Our study suggests several avenues investigators, funders, or IRBs might consider for improving the risk–benefit balance of PD studies. First, we recommend the research community develop formalized reporting guidelines similar to REMARK and CONSORT. Second, given our observation that separate PD-reporting trends towards higher quality, and that reporting quality for PD studies may be constrained by word counts at journals, we encourage investigators to consider separate PD publication, using standard methods described in a reference or reporting methods in supplementary materials (Toulmonde et al, 2011). Journal editors may have a role in limiting ‘text limitation bias.’ Third, given that PD components might not be registered in http://www.clinicaltrials.gov, IRBs might have a more active role in promoting reporting and publication by asking investigators to provide a detailed reporting plan for PD studies. A recent article recommended the creation of an online biomarker study registry similar to http://www.clinicaltrials.gov (Andre et al, 2011). We support extending this initiative to PD.

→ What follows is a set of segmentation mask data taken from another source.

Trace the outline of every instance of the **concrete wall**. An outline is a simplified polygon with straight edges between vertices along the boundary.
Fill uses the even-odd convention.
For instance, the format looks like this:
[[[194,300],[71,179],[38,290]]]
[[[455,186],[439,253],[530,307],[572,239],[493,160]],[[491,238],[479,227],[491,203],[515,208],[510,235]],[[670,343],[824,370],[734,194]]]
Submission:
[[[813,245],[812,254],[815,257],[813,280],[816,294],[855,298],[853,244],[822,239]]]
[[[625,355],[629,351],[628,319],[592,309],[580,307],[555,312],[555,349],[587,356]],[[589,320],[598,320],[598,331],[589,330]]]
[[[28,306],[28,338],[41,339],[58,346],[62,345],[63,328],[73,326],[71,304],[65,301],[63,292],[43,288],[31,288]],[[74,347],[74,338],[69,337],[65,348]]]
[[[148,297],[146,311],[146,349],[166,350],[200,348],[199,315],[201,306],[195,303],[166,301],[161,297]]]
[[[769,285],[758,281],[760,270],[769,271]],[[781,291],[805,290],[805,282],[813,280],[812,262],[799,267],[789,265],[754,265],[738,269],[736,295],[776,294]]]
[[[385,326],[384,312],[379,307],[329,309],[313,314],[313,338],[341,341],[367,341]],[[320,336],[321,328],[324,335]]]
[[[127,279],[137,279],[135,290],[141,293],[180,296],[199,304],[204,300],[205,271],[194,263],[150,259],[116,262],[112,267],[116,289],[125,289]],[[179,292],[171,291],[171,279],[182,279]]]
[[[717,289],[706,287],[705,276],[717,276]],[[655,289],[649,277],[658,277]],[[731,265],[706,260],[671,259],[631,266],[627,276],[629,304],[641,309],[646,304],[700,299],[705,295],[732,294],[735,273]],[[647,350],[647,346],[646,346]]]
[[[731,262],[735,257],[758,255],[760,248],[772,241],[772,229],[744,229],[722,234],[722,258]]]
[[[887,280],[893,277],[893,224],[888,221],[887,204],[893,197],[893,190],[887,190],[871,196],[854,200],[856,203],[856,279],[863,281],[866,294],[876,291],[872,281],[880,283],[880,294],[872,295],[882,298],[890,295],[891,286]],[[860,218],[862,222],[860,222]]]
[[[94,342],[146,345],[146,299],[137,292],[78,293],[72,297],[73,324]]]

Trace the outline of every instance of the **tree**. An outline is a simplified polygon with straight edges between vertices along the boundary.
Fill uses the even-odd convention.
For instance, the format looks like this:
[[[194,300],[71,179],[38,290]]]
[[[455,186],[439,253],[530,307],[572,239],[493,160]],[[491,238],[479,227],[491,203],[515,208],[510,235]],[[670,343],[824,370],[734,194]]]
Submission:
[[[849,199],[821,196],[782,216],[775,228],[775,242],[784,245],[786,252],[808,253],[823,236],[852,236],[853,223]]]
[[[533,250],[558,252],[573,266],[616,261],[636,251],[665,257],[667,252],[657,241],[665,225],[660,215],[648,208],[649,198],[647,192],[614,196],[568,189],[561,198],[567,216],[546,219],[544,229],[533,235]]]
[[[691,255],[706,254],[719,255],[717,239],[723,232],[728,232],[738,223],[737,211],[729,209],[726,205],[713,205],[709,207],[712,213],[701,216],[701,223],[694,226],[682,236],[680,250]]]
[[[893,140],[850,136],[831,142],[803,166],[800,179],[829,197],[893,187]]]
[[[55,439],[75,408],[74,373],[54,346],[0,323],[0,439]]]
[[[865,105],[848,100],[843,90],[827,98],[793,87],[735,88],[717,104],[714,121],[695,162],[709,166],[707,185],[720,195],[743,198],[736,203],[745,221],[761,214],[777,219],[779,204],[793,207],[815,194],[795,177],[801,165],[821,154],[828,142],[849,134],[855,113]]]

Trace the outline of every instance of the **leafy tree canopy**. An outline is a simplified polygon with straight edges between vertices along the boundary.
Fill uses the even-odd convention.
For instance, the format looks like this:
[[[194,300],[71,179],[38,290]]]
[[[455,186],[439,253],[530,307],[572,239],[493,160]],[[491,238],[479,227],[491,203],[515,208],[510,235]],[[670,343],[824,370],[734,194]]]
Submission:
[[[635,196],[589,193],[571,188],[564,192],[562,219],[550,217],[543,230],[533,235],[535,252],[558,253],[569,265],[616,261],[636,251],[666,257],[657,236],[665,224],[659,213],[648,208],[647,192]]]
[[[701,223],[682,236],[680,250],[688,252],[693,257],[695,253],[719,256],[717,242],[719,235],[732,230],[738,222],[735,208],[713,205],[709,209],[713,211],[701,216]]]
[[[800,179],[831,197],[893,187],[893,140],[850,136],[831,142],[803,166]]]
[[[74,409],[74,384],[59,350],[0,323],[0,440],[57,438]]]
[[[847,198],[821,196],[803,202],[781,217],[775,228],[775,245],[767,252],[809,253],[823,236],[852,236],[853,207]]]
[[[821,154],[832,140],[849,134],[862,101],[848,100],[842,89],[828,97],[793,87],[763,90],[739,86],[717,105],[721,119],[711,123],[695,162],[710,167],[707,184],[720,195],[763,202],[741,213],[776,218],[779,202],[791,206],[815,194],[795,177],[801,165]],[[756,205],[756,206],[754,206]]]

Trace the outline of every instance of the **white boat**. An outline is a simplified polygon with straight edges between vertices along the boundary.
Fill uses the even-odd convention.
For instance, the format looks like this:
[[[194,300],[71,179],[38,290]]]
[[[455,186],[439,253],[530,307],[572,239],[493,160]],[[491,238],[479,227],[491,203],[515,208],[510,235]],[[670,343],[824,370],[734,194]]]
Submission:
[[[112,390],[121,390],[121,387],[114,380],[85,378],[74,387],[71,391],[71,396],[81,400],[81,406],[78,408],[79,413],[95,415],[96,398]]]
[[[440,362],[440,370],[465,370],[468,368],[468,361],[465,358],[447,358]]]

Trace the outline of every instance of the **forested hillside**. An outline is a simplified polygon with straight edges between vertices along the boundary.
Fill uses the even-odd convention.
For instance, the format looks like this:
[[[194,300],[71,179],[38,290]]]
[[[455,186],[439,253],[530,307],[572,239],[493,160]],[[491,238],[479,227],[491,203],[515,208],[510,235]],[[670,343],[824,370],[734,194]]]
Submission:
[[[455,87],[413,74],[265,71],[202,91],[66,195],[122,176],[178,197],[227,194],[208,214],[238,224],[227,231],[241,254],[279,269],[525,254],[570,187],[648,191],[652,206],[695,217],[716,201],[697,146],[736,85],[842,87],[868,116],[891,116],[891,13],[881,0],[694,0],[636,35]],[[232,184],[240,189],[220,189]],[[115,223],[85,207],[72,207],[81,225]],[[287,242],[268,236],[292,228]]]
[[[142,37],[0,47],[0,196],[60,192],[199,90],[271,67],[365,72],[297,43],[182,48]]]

Together with a previous study by our team, our results offer a complex picture of the quality of reporting for PD studies involving non-diagnostic biopsy. A preponderance of positive results, coupled with a finding that 63% of PD studies go unreported suggests biases. Low perceived quality of reports, and low reporting of basic factors like patient flow, suggests considerable room for improvement. On the other hand, some studies demonstrate careful reporting, many negative results are reported, and a large fraction of studies report that PD findings will help guide future investigations. In the end, we conclude that the evidence gathered above provides ammunition for proponents as well as opponents of research biopsies in cancer. In any event, our findings and analysis provide grounds for developing and disseminating PD-reporting standards.